The liquidity status has not changed.

Although China has raised the deposit reserve ratio twice in the near future, we believe that the relatively loose liquidity status has not changed. The main reasons are as follows: 1 Everbright macro view that the “quantitative easing policy” of developed economies and the “moderately tight” of emerging economies The situation in which monetary policy is playing against each other is taking shape. Faced with the “printing machine” of developed economies, emerging economies face the dual challenges of inflation and hot money, and the policy is dilemma. We believe that the dilemma policy will inevitably make the emerging economies “moderately tight”, but in any case, the overall global liquidity will continue to be loose; 2 Everbright macro believes that although the European debt crisis has caused the short-term trend of the euro to bear a test of sharp decline, As the situation in Ireland becomes clearer, the euro's decline may get a brief respite. The pressure of the largest depreciation of the US dollar is expected to be lifted; 3 the US dollar index has returned to the decline channel in the past week, and the pattern of weak US dollar will continue in the coming period. As the big tone of global loose monetary policy has not changed and the weak dollar pattern, the strength of commodities is a big probability event. 4 As far as China is concerned, Everbright macro believes that raising the reserve ratio twice, it cannot be said that the central bank’s monetary policy is already Tightening, its main purpose is to hedge the role of new foreign exchange funds. The currency environment remains "stable" since August 2009.
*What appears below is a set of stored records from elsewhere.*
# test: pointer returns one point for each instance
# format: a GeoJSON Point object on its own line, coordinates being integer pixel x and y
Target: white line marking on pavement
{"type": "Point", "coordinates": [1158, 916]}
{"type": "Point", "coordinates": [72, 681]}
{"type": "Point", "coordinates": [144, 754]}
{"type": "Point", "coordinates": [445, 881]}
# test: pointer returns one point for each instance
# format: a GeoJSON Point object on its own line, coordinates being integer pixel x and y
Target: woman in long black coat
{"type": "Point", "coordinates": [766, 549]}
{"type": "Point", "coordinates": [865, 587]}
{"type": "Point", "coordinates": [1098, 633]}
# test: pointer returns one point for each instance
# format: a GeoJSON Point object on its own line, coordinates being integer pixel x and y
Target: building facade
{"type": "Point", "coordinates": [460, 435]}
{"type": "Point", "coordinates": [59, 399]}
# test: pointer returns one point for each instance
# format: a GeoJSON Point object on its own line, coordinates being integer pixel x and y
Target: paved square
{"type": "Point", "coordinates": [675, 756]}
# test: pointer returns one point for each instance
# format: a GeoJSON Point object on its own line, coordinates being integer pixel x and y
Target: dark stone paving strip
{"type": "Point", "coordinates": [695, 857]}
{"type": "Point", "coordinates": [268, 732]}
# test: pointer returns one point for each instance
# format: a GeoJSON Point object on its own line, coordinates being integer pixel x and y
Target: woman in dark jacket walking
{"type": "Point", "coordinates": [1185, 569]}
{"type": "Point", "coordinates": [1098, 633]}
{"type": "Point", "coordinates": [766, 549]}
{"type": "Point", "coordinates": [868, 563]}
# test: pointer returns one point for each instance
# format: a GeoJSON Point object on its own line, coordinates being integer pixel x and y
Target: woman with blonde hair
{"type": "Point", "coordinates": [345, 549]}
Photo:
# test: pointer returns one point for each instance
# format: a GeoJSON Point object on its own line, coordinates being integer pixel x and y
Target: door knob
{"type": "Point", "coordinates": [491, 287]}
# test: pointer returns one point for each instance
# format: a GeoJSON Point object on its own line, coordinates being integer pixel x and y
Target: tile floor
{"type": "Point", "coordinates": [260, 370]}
The supply is tight and the liquidity is abundant.

According to the data released by the National Development and Reform Commission, in the first three quarters of this year, there are still ten places in Liaoning and other places where energy conservation and emission reduction are more severe. Under such circumstances, many places have adopted temporary measures to limit production and stop production, and the scope has gradually expanded. Our analysis is as follows: 1 The country has not relaxed its energy conservation and emission reduction. As a result, the market resources have been reduced, and the tension has further deepened. According to our understanding, the current steel stocks of second-tier steel mills are more obvious, and the market supply is short-term. It will remain accommodative; 2 the provinces with more energy-saving and emission-reducing situation will be further strengthened, and Shougang Beijing will stop production at the latest in late December, when the monthly volume will be reduced by more than 100,000 tons; 3 In the absence of relaxation of the country's energy-saving and emission reduction policies after long-term, China's steel output is not difficult to recover quickly in the short term, and will even affect the competitive landscape of our steel industry in the medium and long term.